A monument honoring Forrest was the cause of demonstrations by civil rights groups about 10 years ago when it was located outside a city building near downtown. It was then moved to a section honoring Confederate war dead in the city cemetery.
But Forrest's bust was removed and apparently stolen from atop a 7-foot-tall granite monument earlier this year, prompting new protests and calls by civil rights advocates not to replace it.
The vote came after protesters marched to City Hall and gave a series of impassioned speeches at a city council work session.
Detractors say Forrest traded black people like cattle, massacred black Union soldiers and joined the early Ku Klux Klan. His defenders dispute much of that and counter with stories that depict him as a protector of slave families and defender of the weak who resigned from the KKK.
A member of the group Friends of Forrest, Pat Godwin, said she feels the protests have been an effort to obscure the police investigation of the disappearance of the bust.
"It's all smoke and mirrors to divert attention from the issue of the theft of the bust," Godwin said.
The council had earlier indicated it would allow people to speak on the issue at the work session, but would not vote on the racially sensitive issue during the meeting. Council members changed their mind after activist Rose Toure, a leader of the protests, and other speakers urged the council to go ahead and vote.
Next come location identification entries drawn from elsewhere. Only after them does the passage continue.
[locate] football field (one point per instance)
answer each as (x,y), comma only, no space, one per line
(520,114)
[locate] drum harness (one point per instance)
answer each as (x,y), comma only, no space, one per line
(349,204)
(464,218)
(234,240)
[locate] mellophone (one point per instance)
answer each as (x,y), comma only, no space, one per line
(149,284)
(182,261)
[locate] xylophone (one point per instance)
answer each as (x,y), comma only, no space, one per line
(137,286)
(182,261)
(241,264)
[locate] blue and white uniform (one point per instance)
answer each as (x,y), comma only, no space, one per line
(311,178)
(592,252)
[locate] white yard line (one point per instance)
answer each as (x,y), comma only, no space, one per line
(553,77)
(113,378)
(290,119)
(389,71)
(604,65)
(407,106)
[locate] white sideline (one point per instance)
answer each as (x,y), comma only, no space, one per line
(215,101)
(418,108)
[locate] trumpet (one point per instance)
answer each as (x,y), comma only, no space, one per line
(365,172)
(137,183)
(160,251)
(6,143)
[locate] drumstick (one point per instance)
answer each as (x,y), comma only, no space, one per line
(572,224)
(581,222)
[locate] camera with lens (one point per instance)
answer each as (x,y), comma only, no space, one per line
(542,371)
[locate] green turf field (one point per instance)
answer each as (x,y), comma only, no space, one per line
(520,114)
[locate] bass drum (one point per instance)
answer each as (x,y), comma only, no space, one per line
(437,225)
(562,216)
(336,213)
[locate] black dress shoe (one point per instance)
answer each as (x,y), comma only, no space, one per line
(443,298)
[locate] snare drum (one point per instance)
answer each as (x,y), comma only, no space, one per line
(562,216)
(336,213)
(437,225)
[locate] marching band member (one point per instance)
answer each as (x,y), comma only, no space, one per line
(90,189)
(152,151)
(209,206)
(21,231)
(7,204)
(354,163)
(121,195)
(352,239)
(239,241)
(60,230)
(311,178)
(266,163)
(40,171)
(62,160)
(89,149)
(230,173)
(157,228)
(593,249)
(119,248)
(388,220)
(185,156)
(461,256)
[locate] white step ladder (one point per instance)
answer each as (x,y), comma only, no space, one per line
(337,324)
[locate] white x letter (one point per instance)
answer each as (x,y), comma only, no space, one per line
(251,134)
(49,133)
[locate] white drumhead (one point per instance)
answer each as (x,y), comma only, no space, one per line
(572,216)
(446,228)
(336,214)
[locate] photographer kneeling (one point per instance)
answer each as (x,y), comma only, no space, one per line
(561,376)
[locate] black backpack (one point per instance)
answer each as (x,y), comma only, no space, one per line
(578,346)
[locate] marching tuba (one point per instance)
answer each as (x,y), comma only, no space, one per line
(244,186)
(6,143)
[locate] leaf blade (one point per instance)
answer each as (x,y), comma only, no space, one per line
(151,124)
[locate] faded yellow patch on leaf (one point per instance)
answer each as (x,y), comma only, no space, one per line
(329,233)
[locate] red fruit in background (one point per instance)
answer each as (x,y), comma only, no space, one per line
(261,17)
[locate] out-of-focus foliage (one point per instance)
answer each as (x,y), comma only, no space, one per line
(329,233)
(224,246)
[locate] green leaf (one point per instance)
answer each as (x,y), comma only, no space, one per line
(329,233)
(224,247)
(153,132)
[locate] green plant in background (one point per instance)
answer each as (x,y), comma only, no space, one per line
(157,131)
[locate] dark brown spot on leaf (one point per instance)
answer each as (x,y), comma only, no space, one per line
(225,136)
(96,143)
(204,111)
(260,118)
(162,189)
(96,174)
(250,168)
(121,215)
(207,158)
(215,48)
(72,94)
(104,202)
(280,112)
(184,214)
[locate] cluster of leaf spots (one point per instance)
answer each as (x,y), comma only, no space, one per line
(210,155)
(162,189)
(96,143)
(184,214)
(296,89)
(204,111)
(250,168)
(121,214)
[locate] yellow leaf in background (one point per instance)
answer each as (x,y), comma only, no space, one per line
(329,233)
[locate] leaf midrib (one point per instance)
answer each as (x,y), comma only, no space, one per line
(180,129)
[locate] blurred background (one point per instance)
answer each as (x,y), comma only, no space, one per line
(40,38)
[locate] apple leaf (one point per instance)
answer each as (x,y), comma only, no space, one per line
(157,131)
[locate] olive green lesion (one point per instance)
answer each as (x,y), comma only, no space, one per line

Council member Bennie Ruth Crenshaw moved that the council order all work on the monument stopped after city attorney Jimmy Nunn said he had not been able to locate a deed to the Confederate section of the cemetery.
"Let's stop the building and move this Nathan Bedford Forrest issue out of the way," Crenshaw said.
Another council member, Susan Keith, abstained from the vote. She said earlier she needed more information before she could decide how to vote. She said she would also like to wait until the investigation of the theft is completed.
"There's just too many discrepancies," she said.
The marchers, chanting "no justice, no peace," earlier started at the Edmund Pettus Bridge, where voting rights protestors were beaten by law enforcement officers during a 1965 march.
Several people told council members at the work session that the city could finally move past those images from the 1960s by not allowing the monument to be rebuilt.
Selma resident Rosa Monroe said Forrest was not the kind of man the city needs to be honoring.
"How are we going to teach our kids anything if we give praise to this man?" Monroe said.
Several members of Friends of Forrest watched the march, but declined to comment. No supporters of the monument spoke at the council work session.
The supporters did hand out a press release that described Forrest as a brave military leader who led efforts to defend Selma from siege by Union forces late in the war.